Когда адвокат появился, он надел тёмные очки и вновь открыл портсигар. Достав единственную папиросу, Ардашев принялся разглядывать внутренний рисунок. Потом защёлкнул крышку и передал дорогую вещицу хозяйке.
— Уберите его от греха подальше. Не дай Бог пропадёт ещё.
— Я замкну его в ящике стола. Так будет надёжней… Могу я задать вам один вопрос?
— Извольте.
— Скажите, появились ли у вас какие-нибудь соображения в отношении самоубийства и пропавших денег? Мне кажется, что эти события связаны.
— Действительно, в смерти вашего мужа много странного и, на первый взгляд, необъяснимого. Чтобы всё понять, мне нужно время. Я никогда не высказываю гипотезы. Это удел гадалок. Не обессудьте. Надеюсь, моё расследование не продлится долго. О его результатах вас известит доктор Нижегородцев, — убирая очки, проговорил Ардашев.

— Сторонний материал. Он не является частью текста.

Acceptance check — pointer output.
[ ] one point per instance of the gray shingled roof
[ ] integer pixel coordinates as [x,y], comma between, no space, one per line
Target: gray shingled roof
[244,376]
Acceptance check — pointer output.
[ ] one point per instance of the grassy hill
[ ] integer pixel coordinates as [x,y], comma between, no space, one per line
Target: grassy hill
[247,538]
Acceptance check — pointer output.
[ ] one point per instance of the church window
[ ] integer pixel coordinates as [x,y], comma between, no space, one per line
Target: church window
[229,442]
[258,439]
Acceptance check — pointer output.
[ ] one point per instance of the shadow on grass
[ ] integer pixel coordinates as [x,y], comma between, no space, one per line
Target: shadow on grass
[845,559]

— Я вам бесконечно благодарна за то, что вы всё-таки взялись за расследование. Вот возьмите деньги, — проговорила вдова и протянула толстую пачку ассигнаций.

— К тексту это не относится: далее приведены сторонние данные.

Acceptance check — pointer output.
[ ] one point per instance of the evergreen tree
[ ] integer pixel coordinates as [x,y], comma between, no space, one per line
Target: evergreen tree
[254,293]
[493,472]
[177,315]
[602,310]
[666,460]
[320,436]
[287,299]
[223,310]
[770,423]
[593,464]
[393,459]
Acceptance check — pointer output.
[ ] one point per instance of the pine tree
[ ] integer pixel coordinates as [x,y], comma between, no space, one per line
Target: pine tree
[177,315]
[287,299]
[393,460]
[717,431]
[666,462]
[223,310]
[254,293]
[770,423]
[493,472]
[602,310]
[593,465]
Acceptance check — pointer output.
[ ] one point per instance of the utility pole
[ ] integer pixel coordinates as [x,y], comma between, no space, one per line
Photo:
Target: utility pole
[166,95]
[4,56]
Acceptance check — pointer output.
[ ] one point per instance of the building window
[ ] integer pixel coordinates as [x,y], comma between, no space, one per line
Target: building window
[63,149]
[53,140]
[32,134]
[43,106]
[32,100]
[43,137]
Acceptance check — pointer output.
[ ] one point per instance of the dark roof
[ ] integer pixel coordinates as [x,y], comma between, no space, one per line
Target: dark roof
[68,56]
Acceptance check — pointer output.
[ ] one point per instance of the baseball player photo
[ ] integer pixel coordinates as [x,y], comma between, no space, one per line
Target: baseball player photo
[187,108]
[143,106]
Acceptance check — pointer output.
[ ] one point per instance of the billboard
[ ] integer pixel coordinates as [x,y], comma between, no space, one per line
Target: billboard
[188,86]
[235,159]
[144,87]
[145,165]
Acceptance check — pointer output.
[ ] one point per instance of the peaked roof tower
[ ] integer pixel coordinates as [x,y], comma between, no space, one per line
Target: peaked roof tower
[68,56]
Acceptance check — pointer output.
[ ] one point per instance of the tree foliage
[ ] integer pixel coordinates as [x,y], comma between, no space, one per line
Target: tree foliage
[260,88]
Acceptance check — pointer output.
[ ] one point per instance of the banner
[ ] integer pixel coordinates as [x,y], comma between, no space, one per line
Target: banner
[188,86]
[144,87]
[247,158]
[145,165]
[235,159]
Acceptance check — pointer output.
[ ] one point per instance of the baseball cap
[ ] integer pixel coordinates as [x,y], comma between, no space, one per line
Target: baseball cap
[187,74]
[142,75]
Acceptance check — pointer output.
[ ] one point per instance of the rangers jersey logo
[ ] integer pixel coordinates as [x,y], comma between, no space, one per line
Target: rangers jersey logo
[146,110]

— Денег я не возьму, поскольку помочь вам меня просил мой друг доктор Нижегородцев. Да и благодарить меня пока не за что. Честь имею. Ещё раз примите мои искренние соболезнования.
Слегка поклонившись, присяжный поверенный проследовал в переднюю, а затем и на улицу. Свободный извозчик стоял рядом с домом.
Уже в санях адвокат решил навестить здешнего мастера по изготовлению экслибрисов. Его контора располагалась на Хопёрской улице.
Присяжный поверенный достал коробочку любимого монпансье «Георг Ландрин» и отправил в рот зелёную конфетку.
А снег всё падал, и посыпанные песком тротуары снова обретали зимний вид. Перед глазами мелькали одноэтажные дома Александровской улицы. На крыше особняка гласного думы Черкасова сидел ворон и грозно каркал. «Плохая примета. Значит, в доме скоро будет гроб», — пронеслась шальная мысль, извлечённая памятью из далёкого детства. «Нет, так не пойдёт. Что-то я совсем раскис. Нужно выкинуть из головы всякие вздорные небылицы. Мир материален, и, стало быть, всё поддаётся логическому объяснению. Что же касается самого дела, то, надо признать, я запутался в его лабиринтах», — подумал он как раз в тот момент, когда извозчик остановил лошадь у конторы изготовителя экслибрисов.
Арсений Самсонович Сорокодумов уже перешагнул пятый десяток и был отмечен как полнотой, так и сединами. Будучи художником, он славился не только мастерством изготовления книжных знаков. Талант сего мужа простирался шире. Не имея исторического образования, мастер экслибрисов собирал всевозможные легенды и небылицы ставропольской истории, которые потом приправлял собственной фантазией и выдавал за достоверные факты. Проверять его сведения не удосуживались, и потому многие горожане, пожимая плечами, с ним соглашались. Но одного молчаливого согласия обывателей «краеведу», имеющему, кстати, весьма интеллигентный вид (бородка клинышком, усики пирамидкой), было мало. И вот тогда, чтобы потешить своё тщеславие, Арсений Самсонович отправлялся в редакции газет. Заголовки статей, отпечатанные на стародавнем «Ремингтоне» первого выпуска, всегда заканчивались восклицательным знаком. К тому же они не только звучали сенсационно, но и буквы шли волнами из-за расшатанных рычажков и дребезжащей каретки. Звучали они примерно так: «Ставрополь основали масоны!», «Александр Македонский дошёл до Александровского уезда!», «Под Ставрополем находятся истинные Столбы Птолемея!», «Ставрополь — родина ископаемого целакантуса!» и проч. и проч.